同じ水で産湯が出来なかった養女の水行
挿絵の画像を作成する際には、「Ainova AI」と「Gemini AI」を使用させて頂きました。
下校のチャイムを合図に立ち上がった私こと生駒美里亜は、外の廊下に私を出待ちする人影が佇んでいる事に気付いたのでした。
「永泰兄様…」
そして黒い詰め襟学生服を纏った長身の人影が三番目の兄である事に気付いたのも、間髪入れずの事で御座いましたよ。
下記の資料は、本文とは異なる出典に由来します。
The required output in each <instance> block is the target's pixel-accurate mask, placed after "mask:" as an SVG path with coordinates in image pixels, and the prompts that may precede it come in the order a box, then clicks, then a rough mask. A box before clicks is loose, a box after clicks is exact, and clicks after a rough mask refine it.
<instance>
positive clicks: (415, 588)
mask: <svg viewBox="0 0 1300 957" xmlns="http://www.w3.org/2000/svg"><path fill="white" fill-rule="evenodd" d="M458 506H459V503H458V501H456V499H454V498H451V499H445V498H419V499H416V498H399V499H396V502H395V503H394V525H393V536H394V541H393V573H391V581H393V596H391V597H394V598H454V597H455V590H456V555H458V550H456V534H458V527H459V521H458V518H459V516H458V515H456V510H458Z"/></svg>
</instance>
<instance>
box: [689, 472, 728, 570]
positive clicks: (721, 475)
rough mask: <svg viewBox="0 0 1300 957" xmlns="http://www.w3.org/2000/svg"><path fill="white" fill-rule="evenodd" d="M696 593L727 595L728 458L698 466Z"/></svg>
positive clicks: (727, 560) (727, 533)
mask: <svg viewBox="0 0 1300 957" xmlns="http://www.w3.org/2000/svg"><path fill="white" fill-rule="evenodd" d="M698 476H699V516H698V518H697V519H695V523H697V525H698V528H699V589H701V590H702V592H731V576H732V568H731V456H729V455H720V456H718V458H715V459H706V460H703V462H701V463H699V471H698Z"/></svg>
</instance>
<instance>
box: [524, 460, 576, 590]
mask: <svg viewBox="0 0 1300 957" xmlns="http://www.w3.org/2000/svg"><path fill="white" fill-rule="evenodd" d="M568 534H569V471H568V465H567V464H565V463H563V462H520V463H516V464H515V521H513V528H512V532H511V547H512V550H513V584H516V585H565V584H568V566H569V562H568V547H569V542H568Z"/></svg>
学年が一つ違うとはいえ、兄も私も同じ私立牙城門学園高等部の生徒である事に変わりは御座いません。
故に永泰兄様は、校内では何かと私を気にかけて下さるのです。
「今日は一緒に帰らないか、美里亜。今日は美里亜の十六回目の誕生日なのだし。」
「それは良う御座いますね、兄上。それでは皆様、また明日。」
そうして辞去の挨拶をする私達兄妹に、教室に残るクラスメイト達は恭しい一礼で見送るのでした。
それも無理からぬ事でしょう。
この私立牙城門学園は私達兄妹の実家である生駒家が宮司を務める嵐山の牙城大社が経営する神道系の学校法人であり、生徒の多くが大社の氏子でもあるのですから。
総出で見送られる事への面映ゆさは多少は無きにしもあらずですが、それも氏子達の崇敬と親愛の思い故で御座いますね。
昇降口を目指して、校舎の廊下を突き進む私達。
その沈黙を先に破ったのは兄の方でした。
「美里亜、やはり今年も例の水行を行うのかい?そう無理はしなくても…」
「私をお気遣い下さり感謝致します、永泰兄様。しかしあれは誰に強制された物でもない、私自身で決めた事で御座いますからね。」
毎年九月三日の誕生日には、大社の境内に設けられた禊場で水行を行う。
それは牙城大社の宮司一族の末娘にして次期大巫女となるべき私にとって、ある種の恒例行事とも言える物です。
誕生日を迎えるまでの一年間で蓄積された心の垢を落とし、健康に年を重ねられた事へ感謝する。
一般的には、そう解釈出来るでしょうね。
しかし私には、それ以上に大切な目的があるのでした。
「永泰兄様を始めとする兄上達は、あの禊場と同じ水源の水で産湯を使われましたからね。養女である私にとっては、これが産湯代わりなのですよ。」
大社の次期大巫女となるべき女児が欲しかったのに、三人連続して男の子しか産まれない。
困り果てた宮司夫妻にとって一筋の希望となったのが、本家にあたる堺市の生駒伯爵家に双子の女児が産まれたという吉報だったのです。
そうして分家筋である嵐山の生駒家に養女として引き取られたのが、今日の私こと生駒美里亜という訳ですね。
永泰兄様を始めとする三人の義兄達も宮司夫妻である義父母も、私を家族の一員として愛情を持って育てて下さっていますし、それは私も重々理解しています。
だからこそ、「名実ともに嵐山の生駒家の一員でありたい」という思いが一層に募るので御座います。
そしてその思いは、乳幼児期の私の育児を担われた人々も同様で御座いました。
当代の大巫女であらせられる母上や長兄である能平兄様、そして乳母を担当された大社の女性達は、誕生日を迎えた私を兄達の産湯と同じ水源の水で沸かしたお湯で入浴させたとか。
それを知った私が今日の習慣を定めたのは、確か牙城大社初等部に入学した年の事でしたか。
あれから数えて、もう十回目となるのですね。
参拝客の去った夕方の境内。
その片隅の禊場こそが、私にとっては誕生日の習慣を執り行う聖地でもあったのです。
「祓い給え、清め給え!」
夏の暑さの名残が感じられる九月初頭とはいえ、木桶に汲んだ清水を頭から被る時はやはり身が縮こまるかのような冷たさが御座いますね。
しかし着流しの白衣や茶色の長髪が濡れて素肌に張り付いていく毎に、私の胸中には心地良い高揚感が満ちていくのです。
それは恐らく、「自分は嵐山の生駒家の一員なんだ」という自覚がより確かな物になっていくからなのでしょうね。
「御疲れ様で御座います、美里亜御嬢様。これで水分を御拭き下さい。御身体に障りますから…」
「御心遣い痛み入ります、絹掛さん。貴女にも放課後に付き合わせてしまい、大義で御座いましたね。」
バスタオルを差し出す側近の少女に応じながら、私は自分の胸中が清々しい充実感で満たされている事を改めて認識したのですよ。
たとえ出生当時に兄達と同じ産湯は使えなかったとしても、それに代わる手段は確かにある。
親子や兄妹といった家族の関係性は、「既にある物」というより「能動的に作っていく物」なのかも知れませんね。